• [^] # Re: Mais quel monde merveilleux !

    Posté par . En réponse au lien Cette présentatrice météo n’existe pas - numerama. Évalué à 8. Dernière modification le 20 avril 2023 à 19:47.

    J'avoue que là j'ai plus de mal à comprendre. Je focalise peut-être sur une version du communisme (soviétique), mais j'ai l'impression que l'idée, c'était que les moyens de production n'appartiennent pas au travailleur, mais à la collectivité. En gros, la valeur ajoutée tombe dans les poches de l'État, qui la redistribue (théoriquement). Dans un modèle communiste, une usine n'est pas une SCOP dont les ouvriers sont propriétaires, ce qui serait compatible avec une économie de marché, mais l'usine est collectivisée dans le cadre d'une économie planifiée. Les ouvriers sont des sortes de fonctionnaires, et ils ne touchent pas la valeur ajoutée qu'ils produisent.

    Le stalinisme brouille effectivement les frontières avec le marxisme. D'aucun affirment que le stalinisme n'est pas une forme de communisme, bien qu'issu du léninisme et du marxisme. Mais là c'est un autre débat mais j'y reviens un peu à la fin de mon commentaire.

    Alors oui j'ai été un peu vite en besogne et pas forcément très précis pour un pinailleur sur ce point... et tu m'as plutôt bien repris.

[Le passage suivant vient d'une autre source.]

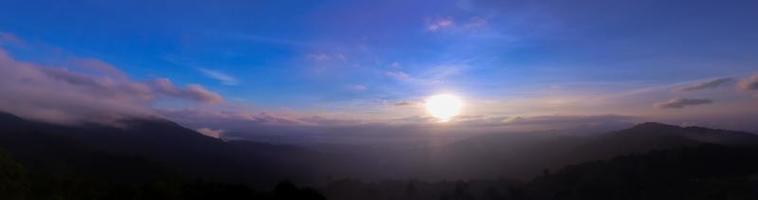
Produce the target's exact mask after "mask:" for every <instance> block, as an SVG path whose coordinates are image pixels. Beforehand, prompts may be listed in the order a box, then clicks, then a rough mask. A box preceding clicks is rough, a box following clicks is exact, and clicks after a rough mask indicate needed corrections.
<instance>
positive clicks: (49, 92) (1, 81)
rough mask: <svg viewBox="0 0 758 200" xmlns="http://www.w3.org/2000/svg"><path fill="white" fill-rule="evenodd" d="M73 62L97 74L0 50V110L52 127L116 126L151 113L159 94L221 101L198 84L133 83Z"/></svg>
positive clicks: (75, 63) (94, 59)
mask: <svg viewBox="0 0 758 200" xmlns="http://www.w3.org/2000/svg"><path fill="white" fill-rule="evenodd" d="M75 60H80V61H82V62H74V64H76V63H78V64H79V65H80V68H84V69H88V70H89V71H94V72H96V73H84V72H82V71H76V70H70V69H63V68H57V67H54V66H47V65H40V64H36V63H29V62H25V61H19V60H16V59H14V58H13V57H10V56H9V55H8V54H6V53H5V51H4V50H3V49H1V48H0V94H3V95H1V96H0V110H1V111H4V112H10V113H13V114H16V115H19V116H21V117H24V118H30V119H35V120H42V121H47V122H52V123H61V124H70V123H81V122H95V123H117V122H118V120H120V119H123V118H129V117H145V116H153V115H155V114H156V113H155V112H154V110H153V108H152V107H151V103H152V102H154V100H156V98H158V97H161V96H174V97H177V98H181V99H186V100H191V101H199V102H205V103H218V102H221V101H222V100H223V99H222V98H221V96H220V95H218V94H216V93H214V92H211V91H209V90H206V89H205V88H203V87H201V86H199V85H190V86H187V87H186V88H176V87H175V86H173V84H170V82H168V81H163V82H164V84H163V85H154V84H150V83H146V82H141V81H132V80H129V79H128V77H126V75H125V74H124V73H122V72H121V71H119V70H117V69H116V68H115V67H113V66H112V65H110V64H108V63H105V62H103V61H100V60H96V59H75ZM159 86H160V87H159Z"/></svg>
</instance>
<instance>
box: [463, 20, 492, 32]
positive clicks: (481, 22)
mask: <svg viewBox="0 0 758 200" xmlns="http://www.w3.org/2000/svg"><path fill="white" fill-rule="evenodd" d="M487 24H489V22H487V20H486V19H484V18H481V17H472V18H470V19H469V20H468V21H467V22H466V24H464V25H463V27H464V28H466V29H468V30H474V29H479V28H482V27H485V26H487Z"/></svg>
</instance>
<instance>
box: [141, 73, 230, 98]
mask: <svg viewBox="0 0 758 200" xmlns="http://www.w3.org/2000/svg"><path fill="white" fill-rule="evenodd" d="M153 87H154V88H155V91H156V92H158V93H160V94H163V95H166V96H171V97H176V98H183V99H190V100H195V101H199V102H204V103H211V104H215V103H221V102H222V101H223V100H224V99H223V98H222V97H221V95H218V94H216V93H214V92H211V91H208V90H207V89H205V88H204V87H202V86H200V85H195V84H192V85H188V86H187V87H186V88H178V87H176V86H175V85H174V83H172V82H171V80H169V79H166V78H161V79H156V80H154V81H153Z"/></svg>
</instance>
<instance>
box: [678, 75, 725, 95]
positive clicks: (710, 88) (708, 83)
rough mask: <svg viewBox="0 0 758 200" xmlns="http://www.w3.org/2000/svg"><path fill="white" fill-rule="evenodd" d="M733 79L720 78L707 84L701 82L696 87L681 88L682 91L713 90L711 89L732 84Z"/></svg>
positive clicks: (705, 82)
mask: <svg viewBox="0 0 758 200" xmlns="http://www.w3.org/2000/svg"><path fill="white" fill-rule="evenodd" d="M732 81H733V79H732V78H719V79H713V80H709V81H705V82H700V83H697V84H694V85H689V86H687V87H684V88H681V89H680V91H688V92H689V91H697V90H705V89H711V88H717V87H720V86H722V85H725V84H728V83H730V82H732Z"/></svg>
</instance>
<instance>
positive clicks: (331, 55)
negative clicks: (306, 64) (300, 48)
mask: <svg viewBox="0 0 758 200" xmlns="http://www.w3.org/2000/svg"><path fill="white" fill-rule="evenodd" d="M305 57H306V58H308V59H309V60H312V61H316V62H327V61H333V60H339V61H345V60H347V57H346V56H345V55H344V54H341V53H331V54H329V53H311V54H308V55H306V56H305Z"/></svg>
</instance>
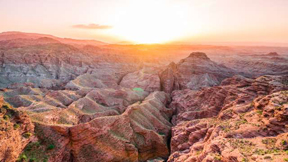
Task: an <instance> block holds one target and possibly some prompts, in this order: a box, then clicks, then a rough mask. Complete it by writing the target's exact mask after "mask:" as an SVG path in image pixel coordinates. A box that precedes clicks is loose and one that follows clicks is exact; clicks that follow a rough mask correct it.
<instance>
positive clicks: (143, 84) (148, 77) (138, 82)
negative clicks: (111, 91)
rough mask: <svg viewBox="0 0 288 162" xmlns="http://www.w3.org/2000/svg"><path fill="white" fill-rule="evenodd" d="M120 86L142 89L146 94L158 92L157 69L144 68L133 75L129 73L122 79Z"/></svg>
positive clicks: (132, 74)
mask: <svg viewBox="0 0 288 162" xmlns="http://www.w3.org/2000/svg"><path fill="white" fill-rule="evenodd" d="M120 86H122V87H126V88H142V89H143V90H144V91H147V92H154V91H160V90H161V85H160V78H159V75H158V69H156V68H147V67H146V68H143V69H141V70H139V71H136V72H134V73H129V74H127V75H125V76H124V77H123V78H122V80H121V82H120Z"/></svg>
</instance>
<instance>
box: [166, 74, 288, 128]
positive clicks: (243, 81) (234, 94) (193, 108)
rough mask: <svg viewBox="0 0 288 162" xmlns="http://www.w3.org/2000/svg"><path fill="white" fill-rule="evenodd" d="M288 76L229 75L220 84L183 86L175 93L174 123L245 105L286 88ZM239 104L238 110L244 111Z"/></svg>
mask: <svg viewBox="0 0 288 162" xmlns="http://www.w3.org/2000/svg"><path fill="white" fill-rule="evenodd" d="M286 80H287V76H283V77H281V76H263V77H259V78H257V79H255V80H253V79H248V78H245V77H242V76H234V77H232V78H228V79H226V80H224V81H223V82H222V83H221V86H215V87H211V88H204V89H203V90H199V91H195V90H183V91H174V92H173V93H172V103H171V105H170V107H171V108H173V109H174V112H175V116H174V117H173V121H172V122H173V123H174V124H176V123H179V122H181V121H189V120H191V119H199V118H207V117H214V116H216V115H218V113H219V111H221V110H223V109H226V108H227V107H229V106H233V105H238V106H239V105H245V104H247V102H248V103H250V102H251V101H252V100H253V99H254V98H255V97H257V96H260V95H267V94H270V93H272V92H277V91H279V90H285V89H287V85H286V84H285V81H286ZM241 111H242V110H241V108H239V112H241Z"/></svg>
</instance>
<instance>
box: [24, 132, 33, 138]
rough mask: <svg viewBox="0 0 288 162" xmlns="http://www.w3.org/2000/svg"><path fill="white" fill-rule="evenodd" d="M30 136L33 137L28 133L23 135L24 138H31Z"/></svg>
mask: <svg viewBox="0 0 288 162" xmlns="http://www.w3.org/2000/svg"><path fill="white" fill-rule="evenodd" d="M30 136H32V133H30V132H27V133H24V134H23V137H24V138H29V137H30Z"/></svg>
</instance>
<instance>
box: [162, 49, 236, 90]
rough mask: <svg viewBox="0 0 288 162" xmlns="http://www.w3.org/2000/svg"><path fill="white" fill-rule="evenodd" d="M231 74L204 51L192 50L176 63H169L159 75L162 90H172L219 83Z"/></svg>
mask: <svg viewBox="0 0 288 162" xmlns="http://www.w3.org/2000/svg"><path fill="white" fill-rule="evenodd" d="M233 75H235V72H234V71H233V70H231V69H229V68H227V67H225V66H222V65H219V64H216V63H215V62H213V61H211V60H210V59H209V58H208V57H207V56H206V54H205V53H202V52H194V53H191V54H190V56H189V57H187V58H185V59H183V60H181V61H180V62H179V63H178V64H174V63H172V64H170V65H169V66H168V67H167V69H166V70H164V71H163V72H162V74H161V75H160V77H161V83H162V88H163V90H164V91H165V92H172V91H173V90H177V89H180V90H182V89H193V90H198V89H200V88H202V87H210V86H215V85H219V84H220V83H221V81H222V80H223V79H225V78H228V77H231V76H233Z"/></svg>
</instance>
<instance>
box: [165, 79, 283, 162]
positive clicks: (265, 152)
mask: <svg viewBox="0 0 288 162" xmlns="http://www.w3.org/2000/svg"><path fill="white" fill-rule="evenodd" d="M287 79H288V76H282V77H277V76H263V77H260V78H257V79H255V80H251V79H246V78H243V77H240V76H236V77H233V78H231V79H230V78H229V79H226V80H224V81H223V82H222V84H221V85H220V86H216V87H212V88H207V89H203V90H201V91H192V90H187V91H183V92H181V91H180V92H179V91H178V92H177V91H176V92H175V93H174V94H173V95H172V98H173V101H172V104H171V106H172V108H173V109H174V111H175V112H176V114H175V116H174V123H176V125H175V126H174V127H173V128H172V139H171V153H172V154H171V155H170V157H169V160H168V161H179V162H180V161H181V162H182V161H199V162H200V161H264V160H265V159H270V160H272V159H273V160H275V161H283V160H284V158H285V157H288V155H287V153H286V152H285V150H287V147H288V145H287V139H288V138H287V137H288V136H287V135H288V129H287V128H286V126H287V122H288V120H287V119H288V118H287V110H288V107H287V106H288V105H287V104H286V103H287V101H288V98H287V97H288V96H287V91H285V90H288V85H287V83H286V81H287ZM177 93H178V94H177ZM181 93H182V94H181Z"/></svg>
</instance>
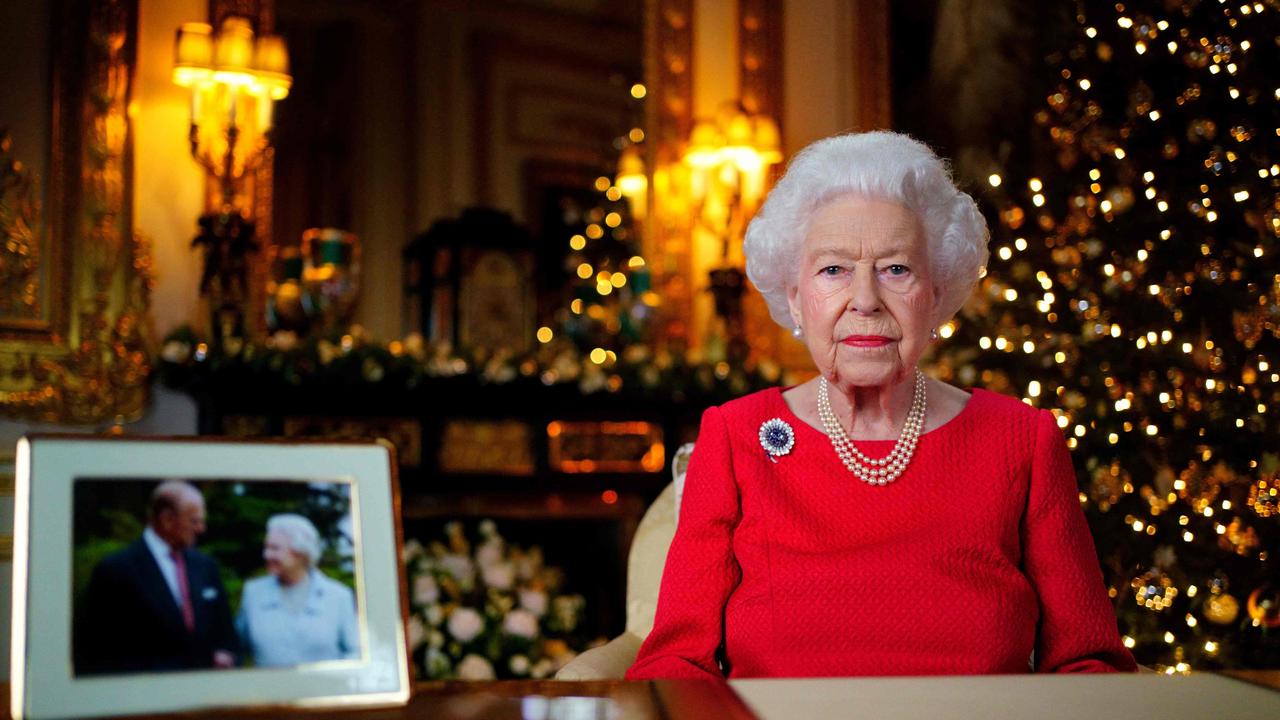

    Le seul point à préciser est sur le versement de la valeur ajoutée. Comme il l'écrit dans le Capital, le capitaliste dépossède les prolétaires de leur sur-travail (c'est le terme qu'il emploie pour désigner la plus-value). Mais Marx n'a pas théorisé le fonctionnement de la redistribution des richesses par l'état, l'état n'est qu'une étape transitoire et la finalité du communisme selon lui, c'est l'abolition de l'état. Il part uniquement du postulat que sans capitaliste, il n'y a plus de spoliateur de surtravail et ainsi les prolétaires peuvent bénéficier pleinement de leur surtravail. Mais pour Marx, la redistribution parfaitement équitable des richesses est un leurre et ainsi il ne propose à ma connaissance aucune piste pour le partage des richesses et c'est d'ailleurs un des principaux point de critique de Lénine. Marx disait "chacun selon ses capacités, chacun selon ses besoins" sans définir au-delà et Lénine rappelait que si Marx avait répondu à l'injustice concernant les moyens de productions, il n'avait pas répondu à l'injustice concernant la répartition des richesses.

    Sur la redistribution des richesses en elle-même, plusieurs écoles se réclamant plus ou moins du communisme s'affrontent : Lénine, Proudhon, Engels, Kropotkine...

    Et chacun a sa vision de la chose.

    Mais historiquement, des applications qu'on a pu voir de ceux qui se réclamaient du communisme (le stalinisme et la maoïsme en tête), effectivement c'est l'appareil étatique qui se chargeait de récupérer les richesses et de les redistribuer aux prolétaires. Mais cette même histoire nous a appris que l'appareil étatique ne redistribuait pas pleinement ces richesses. C'est pour cette raison qu'un certains nombres de militants communistes ou affiliés préfèrent parler de "capitalisme d'état" quand ils mentionnent cette période. L'individu capitaliste a été remplacé par la machine étatique capitaliste. Ce qui n'est absolument pas ce qu'a théorisé Marx (on le rappel, l'état n'est qu'une étape transitoire dans l'esprit de Marx et non la finalité). Et ce qui me fait boucler ainsi sur le début de mon commentaire et sur la raison de pourquoi le stalinisme (et le maoïsme) n'est pas nécessairement considéré comme une forme de communisme au sens Marxiste du terme.

    La majeure partie des morts l'était déjà de son vivant et le jour venu, ils n'ont pas senti la différence.